The fiscal year ends June 30. State law requires 50% of any budget surplus carried into the new fiscal year be put into the Rainy Day Fund. Gov. Jim Justice said last week the fund is already at record levels.
“We’ve done great in our state. We have a tremendous surplus and we want to absolutely put that to good use,” Justice said.
Blair said the Rainy Day fund would have a balance of approximately $1 billion later this year.
Some of the $250 million will go to agencies that found themselves in the ‘surplus section’ of the new budget that was passed by lawmakers earlier this year including higher education. That’s included in one bill that lawmakers will consider.
Del. Mike Pushkin, D-Kanawha, said Wednesday lawmakers were sent a video infomercial from Gov. Justice promoting the list. Blair said Justice’s office has done a good job leading up to the special session.
“Kudos to the governor’s office, they’ve worked very well with our team,” Blair said.
Blair said Senate Republicans have held one caucus and will hold a second caucus Thursday morning to go over the governor’s proposals.
Justice has sounded confident heading into the session.
“So we’re going to call the folks back in and try and get their blessing and try to move forward on a lot of wonderful projects,” he said last week.
Other proposed funding includes $30 million for State Park expansion projects; $17 million to the Governor’s Contingency Fund for matching dollars for flood-related new school construction projects in Kanawha and Nicholas counties and $5 million to the Division of Tourism for economic development projects associated with the recent designation of the New Gorge National Park & Preserve in Fayette County.
Blair said the session will also include a resolution calling on the federal government to allocate $8 billion to West Virginia for mine reclamation costs.
Blair noted earlier this month that the White House Interagency Working Group on Coal and Power Plant Communities and Economic Revitalization has identified nearly $38 billion in existing federal funding that could be accessed for infrastructure, environmental remediation, community revitalization, and jobs to support hard-hit energy communities.
“If the government is going to destroy all of these things then they have a responsibility to jump on board and help us out with this and the $8 billion out of $38 billion is a fair deal,” Blair said Wednesday.

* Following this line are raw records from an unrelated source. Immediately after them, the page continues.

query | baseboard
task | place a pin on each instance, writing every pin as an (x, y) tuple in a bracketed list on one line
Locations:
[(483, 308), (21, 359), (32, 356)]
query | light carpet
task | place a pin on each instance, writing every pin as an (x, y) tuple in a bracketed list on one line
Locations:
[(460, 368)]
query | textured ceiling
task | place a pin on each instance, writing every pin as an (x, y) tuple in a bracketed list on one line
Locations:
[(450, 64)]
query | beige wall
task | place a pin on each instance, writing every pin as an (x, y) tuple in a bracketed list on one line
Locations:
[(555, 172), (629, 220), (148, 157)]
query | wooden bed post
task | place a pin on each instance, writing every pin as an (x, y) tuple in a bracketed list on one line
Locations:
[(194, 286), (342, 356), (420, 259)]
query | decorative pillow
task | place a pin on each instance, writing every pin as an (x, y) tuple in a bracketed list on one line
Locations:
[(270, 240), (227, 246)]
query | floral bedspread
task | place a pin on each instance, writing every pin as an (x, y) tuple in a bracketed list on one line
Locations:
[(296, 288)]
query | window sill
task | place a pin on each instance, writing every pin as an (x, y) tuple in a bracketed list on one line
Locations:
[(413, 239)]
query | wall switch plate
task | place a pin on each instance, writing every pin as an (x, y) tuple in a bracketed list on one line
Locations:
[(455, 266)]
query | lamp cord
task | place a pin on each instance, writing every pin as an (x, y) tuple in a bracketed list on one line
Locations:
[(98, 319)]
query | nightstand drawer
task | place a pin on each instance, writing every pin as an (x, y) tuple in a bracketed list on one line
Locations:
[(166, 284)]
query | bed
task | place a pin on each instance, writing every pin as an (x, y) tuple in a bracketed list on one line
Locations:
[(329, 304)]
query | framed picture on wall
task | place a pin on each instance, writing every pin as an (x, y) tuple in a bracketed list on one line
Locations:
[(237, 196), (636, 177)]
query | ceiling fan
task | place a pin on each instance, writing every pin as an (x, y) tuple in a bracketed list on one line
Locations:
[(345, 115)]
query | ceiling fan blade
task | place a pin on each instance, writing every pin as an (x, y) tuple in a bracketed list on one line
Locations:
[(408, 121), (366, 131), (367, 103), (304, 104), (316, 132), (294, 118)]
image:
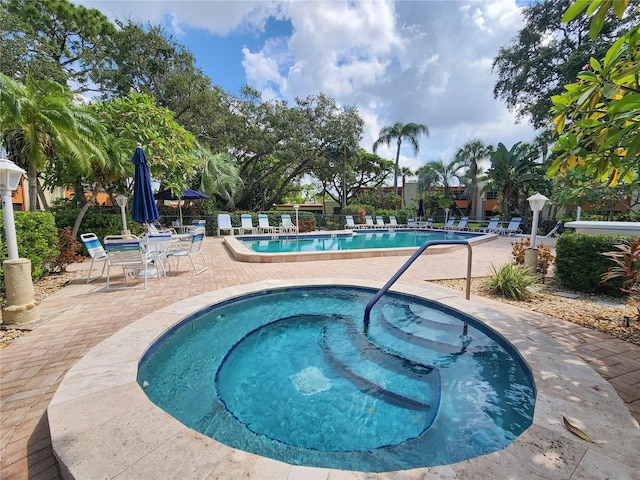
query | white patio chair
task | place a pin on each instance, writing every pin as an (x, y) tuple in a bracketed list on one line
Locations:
[(194, 248), (96, 251), (287, 224), (264, 226), (224, 224), (246, 224)]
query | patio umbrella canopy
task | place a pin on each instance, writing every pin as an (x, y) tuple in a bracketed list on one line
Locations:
[(187, 194), (143, 206)]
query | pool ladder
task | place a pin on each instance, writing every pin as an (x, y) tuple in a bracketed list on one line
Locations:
[(407, 264)]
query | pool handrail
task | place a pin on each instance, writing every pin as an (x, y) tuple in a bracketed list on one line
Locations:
[(407, 264)]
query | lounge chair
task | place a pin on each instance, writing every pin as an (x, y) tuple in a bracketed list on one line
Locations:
[(246, 224), (450, 225), (96, 251), (287, 224), (263, 224), (463, 224), (492, 227), (394, 223), (513, 227), (224, 224), (194, 248), (126, 251), (554, 231)]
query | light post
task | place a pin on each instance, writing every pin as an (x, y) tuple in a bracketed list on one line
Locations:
[(21, 303), (121, 200), (296, 207), (536, 202)]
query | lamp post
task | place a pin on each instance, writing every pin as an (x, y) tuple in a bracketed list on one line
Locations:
[(121, 200), (296, 207), (21, 303), (536, 202)]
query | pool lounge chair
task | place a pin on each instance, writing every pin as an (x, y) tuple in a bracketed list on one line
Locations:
[(224, 224), (492, 227), (287, 224), (96, 251), (350, 225), (264, 226), (369, 222), (246, 224)]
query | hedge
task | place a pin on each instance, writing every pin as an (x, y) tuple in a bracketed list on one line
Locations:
[(580, 263)]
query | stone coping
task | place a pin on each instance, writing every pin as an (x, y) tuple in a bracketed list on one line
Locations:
[(244, 254), (103, 425)]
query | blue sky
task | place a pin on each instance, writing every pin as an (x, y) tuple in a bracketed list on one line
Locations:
[(424, 61)]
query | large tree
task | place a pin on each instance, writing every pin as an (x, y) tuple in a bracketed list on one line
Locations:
[(398, 132), (473, 152), (54, 40), (39, 122), (547, 54), (598, 117)]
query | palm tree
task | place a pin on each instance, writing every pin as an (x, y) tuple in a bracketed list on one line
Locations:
[(473, 152), (39, 121), (511, 172), (399, 131)]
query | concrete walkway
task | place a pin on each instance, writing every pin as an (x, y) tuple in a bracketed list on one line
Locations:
[(80, 316)]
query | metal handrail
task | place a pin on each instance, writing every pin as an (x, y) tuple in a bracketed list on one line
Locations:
[(417, 253)]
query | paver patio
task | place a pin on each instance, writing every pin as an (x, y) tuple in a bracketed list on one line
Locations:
[(80, 316)]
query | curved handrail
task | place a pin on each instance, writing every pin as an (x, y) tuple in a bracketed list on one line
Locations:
[(407, 264)]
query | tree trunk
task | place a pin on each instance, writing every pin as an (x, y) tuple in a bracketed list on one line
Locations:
[(83, 210)]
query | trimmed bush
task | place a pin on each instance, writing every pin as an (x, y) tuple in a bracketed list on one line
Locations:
[(510, 280), (580, 263), (37, 237)]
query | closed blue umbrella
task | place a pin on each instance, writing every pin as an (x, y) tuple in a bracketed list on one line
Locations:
[(143, 207), (421, 209)]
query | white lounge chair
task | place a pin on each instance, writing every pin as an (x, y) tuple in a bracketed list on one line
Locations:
[(287, 224), (513, 227), (263, 224), (246, 224), (492, 227), (224, 224), (350, 225), (96, 251), (194, 248)]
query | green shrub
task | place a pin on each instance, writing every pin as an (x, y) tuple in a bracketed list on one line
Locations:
[(580, 263), (510, 280), (37, 238)]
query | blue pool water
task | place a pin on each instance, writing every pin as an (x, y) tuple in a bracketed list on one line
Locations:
[(357, 241), (292, 375)]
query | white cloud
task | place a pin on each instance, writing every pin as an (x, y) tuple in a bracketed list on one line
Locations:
[(421, 61)]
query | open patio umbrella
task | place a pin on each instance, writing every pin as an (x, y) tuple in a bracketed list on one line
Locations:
[(187, 195), (421, 209), (143, 207)]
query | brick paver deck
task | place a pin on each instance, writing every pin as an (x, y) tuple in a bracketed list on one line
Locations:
[(80, 316)]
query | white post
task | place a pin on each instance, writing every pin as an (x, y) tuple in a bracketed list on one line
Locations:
[(9, 224)]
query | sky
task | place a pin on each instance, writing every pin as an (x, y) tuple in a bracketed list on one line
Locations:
[(422, 61)]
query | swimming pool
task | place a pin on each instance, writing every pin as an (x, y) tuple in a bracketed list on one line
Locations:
[(290, 375), (347, 244)]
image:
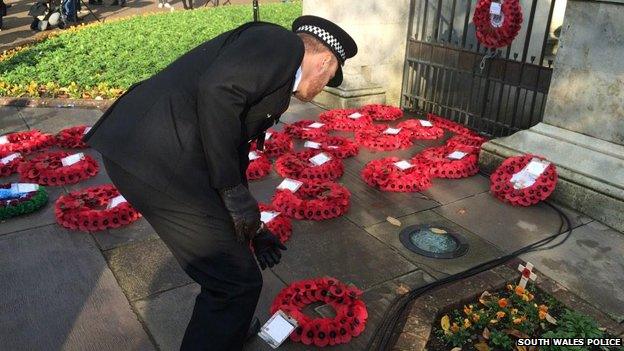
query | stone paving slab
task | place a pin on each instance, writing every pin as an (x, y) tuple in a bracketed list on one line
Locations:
[(506, 226), (167, 314), (42, 217), (591, 264), (377, 300), (11, 120), (145, 268), (57, 293), (340, 249), (479, 250)]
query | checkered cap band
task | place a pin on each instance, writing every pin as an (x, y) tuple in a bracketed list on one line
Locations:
[(325, 36)]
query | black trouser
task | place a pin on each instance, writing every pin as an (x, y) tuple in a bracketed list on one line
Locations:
[(206, 249)]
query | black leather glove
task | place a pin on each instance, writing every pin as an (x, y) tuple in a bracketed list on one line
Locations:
[(267, 248), (244, 211)]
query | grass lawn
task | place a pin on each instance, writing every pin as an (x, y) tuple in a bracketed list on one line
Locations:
[(104, 59)]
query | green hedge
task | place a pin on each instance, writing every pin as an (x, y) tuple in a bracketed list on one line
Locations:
[(104, 59)]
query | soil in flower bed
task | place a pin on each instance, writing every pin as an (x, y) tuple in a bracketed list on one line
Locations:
[(495, 320)]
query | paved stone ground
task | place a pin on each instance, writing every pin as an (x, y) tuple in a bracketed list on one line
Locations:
[(122, 290)]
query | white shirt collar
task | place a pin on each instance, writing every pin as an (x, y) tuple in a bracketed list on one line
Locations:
[(297, 79)]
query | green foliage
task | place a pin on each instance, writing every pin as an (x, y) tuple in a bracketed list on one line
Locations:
[(120, 53)]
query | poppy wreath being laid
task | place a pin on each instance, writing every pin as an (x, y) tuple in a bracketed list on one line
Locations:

The recently created Joint Committee on Mine Reclamation is scheduled to meet at 9:30 Thursday morning to take up the proposed resolution.
Regional Jail bills
Gov. Justice has also included on the special session call a bill that freezes regional jail per diem rates at their current level.
As of now the $48.25 daily rate counties pay the Regional Jail Authority to house inmates is scheduled to increase by 14% to nearly $55. Justice’s bill puts that increase off for a year.
Kanawha County Commission President Kent Carper says lawmakers should take that time and come up with solution. He said counties are swimming in jail bill debt.
“The legislature needs to do something about this,” Carper said. “The leadership of the legislature has promised local government, local taxpayers, that they know this is an unfair system and they are going to fix it.”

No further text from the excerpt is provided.